3rd President of Tufts College
- In office 1875–1905
- Preceded by: Alonzo Ames Miner
- Succeeded by: Frederick W. Hamilton

Personal details
- Born: April 5, 1838 Stoughton, Massachusetts
- Died: March 22, 1905 (aged 66) Medford, Massachusetts

= Elmer Hewitt Capen =

American politician

Elmer Hewitt Capen (April 5, 1838 – March 22, 1905) was the third president of Tufts College (now Tufts University), serving from 1875 to 1905. He was born in Stoughton, Massachusetts. Capen graduated from Tufts in 1860, and while there he was a founding member of the Kappa Charge of Theta Delta Chi. Also, in 1859, while still an undergraduate, he was elected to, and served in, the Massachusetts House of Representatives. He relinquished his seat after one term in order to finish his studies and graduate with his class. After his graduation from Tufts, he studied at Harvard Law School, practiced law for a short time, and then became a Universalist minister.

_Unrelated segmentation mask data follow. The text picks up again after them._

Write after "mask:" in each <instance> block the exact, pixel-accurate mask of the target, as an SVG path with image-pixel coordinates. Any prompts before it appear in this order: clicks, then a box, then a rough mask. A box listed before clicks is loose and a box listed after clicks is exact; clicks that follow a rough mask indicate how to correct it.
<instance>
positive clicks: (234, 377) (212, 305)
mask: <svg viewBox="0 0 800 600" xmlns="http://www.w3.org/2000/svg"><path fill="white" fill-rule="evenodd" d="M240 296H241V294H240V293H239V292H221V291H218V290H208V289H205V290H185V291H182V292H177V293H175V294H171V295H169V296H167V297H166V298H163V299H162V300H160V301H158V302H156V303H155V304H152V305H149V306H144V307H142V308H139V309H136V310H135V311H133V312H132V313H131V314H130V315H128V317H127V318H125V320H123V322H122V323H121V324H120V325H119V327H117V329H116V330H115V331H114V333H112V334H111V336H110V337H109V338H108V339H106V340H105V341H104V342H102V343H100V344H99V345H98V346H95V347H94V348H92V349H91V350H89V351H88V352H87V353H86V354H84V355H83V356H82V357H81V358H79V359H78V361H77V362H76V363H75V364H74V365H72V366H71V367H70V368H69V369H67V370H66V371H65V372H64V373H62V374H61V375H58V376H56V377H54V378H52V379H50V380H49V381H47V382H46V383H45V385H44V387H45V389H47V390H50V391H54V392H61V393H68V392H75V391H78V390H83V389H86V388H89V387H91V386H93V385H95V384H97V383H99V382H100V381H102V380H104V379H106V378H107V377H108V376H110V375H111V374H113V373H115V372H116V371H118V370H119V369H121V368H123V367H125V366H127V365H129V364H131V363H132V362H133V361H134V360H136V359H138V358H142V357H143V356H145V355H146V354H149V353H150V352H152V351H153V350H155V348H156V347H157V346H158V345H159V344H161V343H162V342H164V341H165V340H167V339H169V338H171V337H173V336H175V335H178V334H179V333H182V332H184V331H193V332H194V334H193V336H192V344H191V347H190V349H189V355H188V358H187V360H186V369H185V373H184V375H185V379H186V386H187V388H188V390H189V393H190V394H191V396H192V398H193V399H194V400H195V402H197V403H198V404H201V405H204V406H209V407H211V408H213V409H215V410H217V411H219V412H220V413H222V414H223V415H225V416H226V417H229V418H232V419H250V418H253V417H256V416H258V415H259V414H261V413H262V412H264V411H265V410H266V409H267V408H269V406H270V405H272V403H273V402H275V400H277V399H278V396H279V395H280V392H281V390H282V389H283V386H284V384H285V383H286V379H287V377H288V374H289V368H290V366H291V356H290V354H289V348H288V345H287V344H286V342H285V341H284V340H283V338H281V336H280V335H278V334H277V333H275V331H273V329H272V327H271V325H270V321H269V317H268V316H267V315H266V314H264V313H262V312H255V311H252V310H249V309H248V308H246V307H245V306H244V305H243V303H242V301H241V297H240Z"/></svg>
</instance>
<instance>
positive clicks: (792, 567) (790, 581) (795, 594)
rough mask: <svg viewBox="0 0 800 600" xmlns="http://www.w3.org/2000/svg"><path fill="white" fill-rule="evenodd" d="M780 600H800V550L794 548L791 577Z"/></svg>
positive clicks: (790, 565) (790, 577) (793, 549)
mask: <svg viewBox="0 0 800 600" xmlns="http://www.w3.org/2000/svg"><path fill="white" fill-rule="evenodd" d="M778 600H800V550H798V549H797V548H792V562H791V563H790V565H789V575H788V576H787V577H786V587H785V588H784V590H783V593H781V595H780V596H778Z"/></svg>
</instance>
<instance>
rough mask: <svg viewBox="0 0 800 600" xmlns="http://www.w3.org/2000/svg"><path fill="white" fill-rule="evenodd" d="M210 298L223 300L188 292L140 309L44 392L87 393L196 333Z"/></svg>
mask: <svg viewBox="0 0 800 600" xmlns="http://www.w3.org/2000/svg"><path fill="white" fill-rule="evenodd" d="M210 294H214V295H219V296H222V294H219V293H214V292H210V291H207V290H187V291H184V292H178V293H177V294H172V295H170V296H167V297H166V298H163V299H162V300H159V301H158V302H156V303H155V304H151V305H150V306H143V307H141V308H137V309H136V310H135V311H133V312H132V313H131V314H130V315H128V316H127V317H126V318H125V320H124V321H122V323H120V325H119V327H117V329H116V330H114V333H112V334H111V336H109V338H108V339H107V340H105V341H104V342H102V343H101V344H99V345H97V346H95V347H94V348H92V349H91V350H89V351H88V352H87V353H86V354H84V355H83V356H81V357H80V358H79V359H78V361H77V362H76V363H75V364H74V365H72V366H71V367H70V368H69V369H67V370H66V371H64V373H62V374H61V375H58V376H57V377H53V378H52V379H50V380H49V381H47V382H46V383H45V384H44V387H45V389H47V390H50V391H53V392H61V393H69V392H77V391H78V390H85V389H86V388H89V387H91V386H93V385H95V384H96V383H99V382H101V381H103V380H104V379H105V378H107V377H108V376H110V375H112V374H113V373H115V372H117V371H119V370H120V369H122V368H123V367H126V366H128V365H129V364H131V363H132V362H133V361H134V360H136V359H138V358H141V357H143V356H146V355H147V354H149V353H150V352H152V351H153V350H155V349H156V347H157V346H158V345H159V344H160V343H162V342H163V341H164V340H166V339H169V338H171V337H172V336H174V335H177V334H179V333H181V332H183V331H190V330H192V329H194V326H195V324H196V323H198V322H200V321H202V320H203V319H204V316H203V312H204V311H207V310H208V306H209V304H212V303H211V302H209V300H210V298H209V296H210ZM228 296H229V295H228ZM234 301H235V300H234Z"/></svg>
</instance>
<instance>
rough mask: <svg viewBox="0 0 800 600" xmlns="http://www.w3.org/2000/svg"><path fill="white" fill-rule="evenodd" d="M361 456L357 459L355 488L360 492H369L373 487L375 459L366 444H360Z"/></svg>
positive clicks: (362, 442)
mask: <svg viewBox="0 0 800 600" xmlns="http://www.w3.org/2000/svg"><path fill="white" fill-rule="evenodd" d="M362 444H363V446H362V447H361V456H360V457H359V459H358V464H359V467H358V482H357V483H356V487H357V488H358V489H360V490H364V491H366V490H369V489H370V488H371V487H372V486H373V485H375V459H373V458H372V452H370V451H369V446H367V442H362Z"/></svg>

Capen presided over the continued expansion of course and program offerings at Tufts, and the beginning of co-education (over his own objections) in 1892. He died in office on March 22, 1905. A bronze bust of Capen remains in Tufts' Goddard Chapel. The residence he constructed for himself and his family while president, at 8 Professors Row, is still known as Capen House. His wife was Mary Leavitt Edwards (1860-1944; married to Sumner Robinson following Elmer Capen's death). Elmer and Mary's only son, Samuel Paul Capen (1878-1956) also graduated from Tufts, and made significant contributions to the field of higher education; he became the first Director of the American Council on Education.